BeginnerExercise 1: IWDG Verification

Enable the IWDG with a 3-second timeout on your STM32 board. To verify it works:

  1. Initialise the IWDG in main() immediately after SystemClock_Config().
  2. Insert HAL_Delay(4000); in the main loop without the refresh call. Observe the MCU reset (LED goes dark then reinitialises).
  3. Add HAL_IWDG_Refresh(&hiwdg); before the delay. Verify that no reset occurs.
  4. After each boot, read RCC_CSR to detect whether the reset was caused by IWDG and print the result over UART.

Expected outcome: The IWDG reset is clearly visible; adding the refresh call prevents it; and the post-reset diagnostic correctly identifies the IWDG as the reset source.

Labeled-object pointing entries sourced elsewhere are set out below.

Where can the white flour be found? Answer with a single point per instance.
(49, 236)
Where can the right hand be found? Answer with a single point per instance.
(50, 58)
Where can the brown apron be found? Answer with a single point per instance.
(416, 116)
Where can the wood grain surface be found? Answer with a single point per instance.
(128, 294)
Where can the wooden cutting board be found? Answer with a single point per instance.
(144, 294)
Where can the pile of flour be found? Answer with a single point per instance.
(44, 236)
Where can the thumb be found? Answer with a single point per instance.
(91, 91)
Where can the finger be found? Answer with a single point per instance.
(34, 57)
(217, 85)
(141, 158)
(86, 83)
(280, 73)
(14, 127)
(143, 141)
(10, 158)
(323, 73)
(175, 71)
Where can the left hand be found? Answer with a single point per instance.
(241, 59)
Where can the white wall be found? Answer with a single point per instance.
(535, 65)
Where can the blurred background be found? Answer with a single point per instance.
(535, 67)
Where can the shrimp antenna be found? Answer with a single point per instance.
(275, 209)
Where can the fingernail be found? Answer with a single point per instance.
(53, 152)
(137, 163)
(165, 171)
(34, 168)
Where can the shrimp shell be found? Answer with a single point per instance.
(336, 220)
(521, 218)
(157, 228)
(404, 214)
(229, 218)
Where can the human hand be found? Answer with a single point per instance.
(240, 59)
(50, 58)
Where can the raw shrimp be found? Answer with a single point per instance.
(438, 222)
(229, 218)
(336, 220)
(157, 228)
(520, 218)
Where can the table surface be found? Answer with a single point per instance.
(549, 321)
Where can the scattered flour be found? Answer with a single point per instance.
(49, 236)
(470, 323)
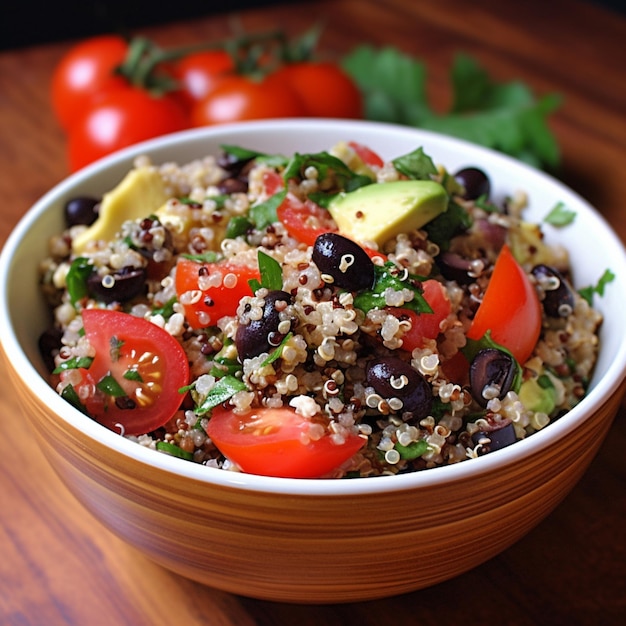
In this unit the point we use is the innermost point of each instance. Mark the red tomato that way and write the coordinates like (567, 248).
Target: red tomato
(145, 361)
(323, 87)
(304, 221)
(119, 118)
(269, 442)
(88, 68)
(199, 73)
(510, 309)
(367, 155)
(212, 302)
(237, 98)
(425, 325)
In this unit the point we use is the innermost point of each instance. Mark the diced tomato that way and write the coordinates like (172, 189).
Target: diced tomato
(210, 291)
(274, 442)
(424, 325)
(367, 155)
(133, 382)
(304, 221)
(510, 309)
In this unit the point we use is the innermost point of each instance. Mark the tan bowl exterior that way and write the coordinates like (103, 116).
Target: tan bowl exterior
(313, 549)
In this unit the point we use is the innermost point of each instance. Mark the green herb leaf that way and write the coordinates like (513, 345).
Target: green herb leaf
(76, 279)
(271, 273)
(588, 292)
(72, 364)
(223, 389)
(560, 215)
(389, 276)
(173, 450)
(502, 116)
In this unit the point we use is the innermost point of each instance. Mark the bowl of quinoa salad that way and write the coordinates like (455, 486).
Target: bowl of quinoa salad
(315, 361)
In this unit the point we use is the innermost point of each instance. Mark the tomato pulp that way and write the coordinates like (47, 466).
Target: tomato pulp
(274, 442)
(510, 309)
(136, 374)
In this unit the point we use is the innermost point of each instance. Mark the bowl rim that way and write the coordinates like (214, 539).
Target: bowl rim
(292, 486)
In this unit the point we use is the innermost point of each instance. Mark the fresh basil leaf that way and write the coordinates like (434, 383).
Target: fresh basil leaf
(76, 279)
(388, 276)
(173, 450)
(223, 389)
(237, 226)
(560, 215)
(271, 272)
(72, 364)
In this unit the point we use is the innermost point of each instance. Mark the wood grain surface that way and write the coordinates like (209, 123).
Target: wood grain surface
(58, 566)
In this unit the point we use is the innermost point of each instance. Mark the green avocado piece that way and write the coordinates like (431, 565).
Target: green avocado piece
(139, 194)
(380, 211)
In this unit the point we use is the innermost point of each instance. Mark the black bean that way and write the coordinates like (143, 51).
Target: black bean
(496, 439)
(49, 343)
(120, 286)
(392, 377)
(491, 368)
(263, 335)
(81, 211)
(559, 298)
(475, 182)
(342, 260)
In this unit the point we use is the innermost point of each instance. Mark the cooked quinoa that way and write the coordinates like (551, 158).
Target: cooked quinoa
(339, 355)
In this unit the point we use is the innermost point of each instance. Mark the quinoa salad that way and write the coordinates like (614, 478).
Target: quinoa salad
(318, 315)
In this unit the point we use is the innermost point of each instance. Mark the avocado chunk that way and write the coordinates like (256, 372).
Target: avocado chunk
(381, 211)
(138, 195)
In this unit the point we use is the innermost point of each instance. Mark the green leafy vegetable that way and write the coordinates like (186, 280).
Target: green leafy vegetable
(173, 450)
(271, 274)
(588, 292)
(74, 363)
(390, 277)
(223, 389)
(502, 116)
(76, 279)
(560, 215)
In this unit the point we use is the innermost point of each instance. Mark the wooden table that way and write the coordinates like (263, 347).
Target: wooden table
(58, 566)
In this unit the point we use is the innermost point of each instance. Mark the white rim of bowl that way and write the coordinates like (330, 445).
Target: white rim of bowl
(294, 486)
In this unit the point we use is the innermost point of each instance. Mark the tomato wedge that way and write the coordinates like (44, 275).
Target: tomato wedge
(132, 384)
(304, 221)
(510, 309)
(209, 291)
(269, 442)
(424, 325)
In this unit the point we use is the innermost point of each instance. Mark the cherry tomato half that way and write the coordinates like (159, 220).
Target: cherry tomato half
(135, 376)
(323, 87)
(270, 442)
(424, 325)
(204, 304)
(87, 69)
(510, 309)
(304, 221)
(119, 118)
(239, 98)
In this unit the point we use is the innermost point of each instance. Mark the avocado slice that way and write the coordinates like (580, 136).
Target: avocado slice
(381, 211)
(141, 193)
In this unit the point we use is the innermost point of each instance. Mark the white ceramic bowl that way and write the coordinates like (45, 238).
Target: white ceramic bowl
(315, 540)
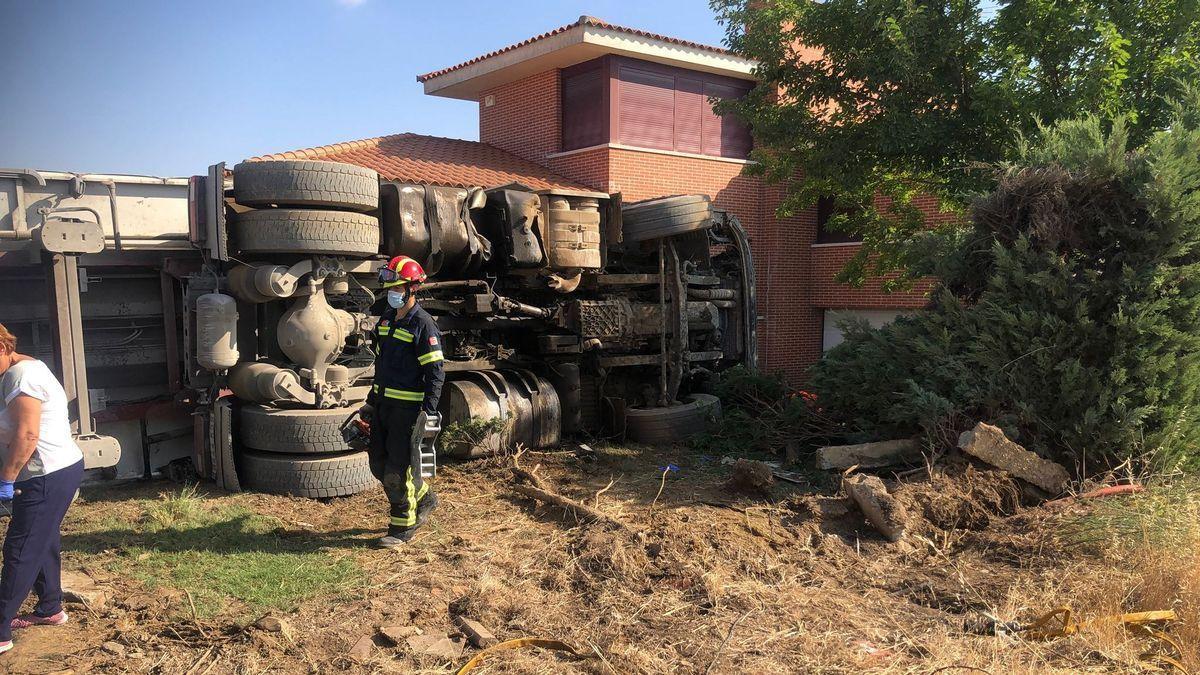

IntermediateExercise 2: HardFault Diagnostic Handler

Write a production HardFault handler that performs all three actions below, then verify it by deliberately triggering a fault:

  1. Save PC, LR, and CFSR to RTC backup registers DR0, DR1, DR2 respectively. Write a magic value 0xFAULTED to DR3 as a marker.
  2. Transmit a "FAULT" message over UART that includes the register values in hex format. Ensure UART is initialised before the fault handler runs.
  3. Loop forever — do not call NVIC_SystemReset(); let the IWDG reset the device so the watchdog reset flag is also set.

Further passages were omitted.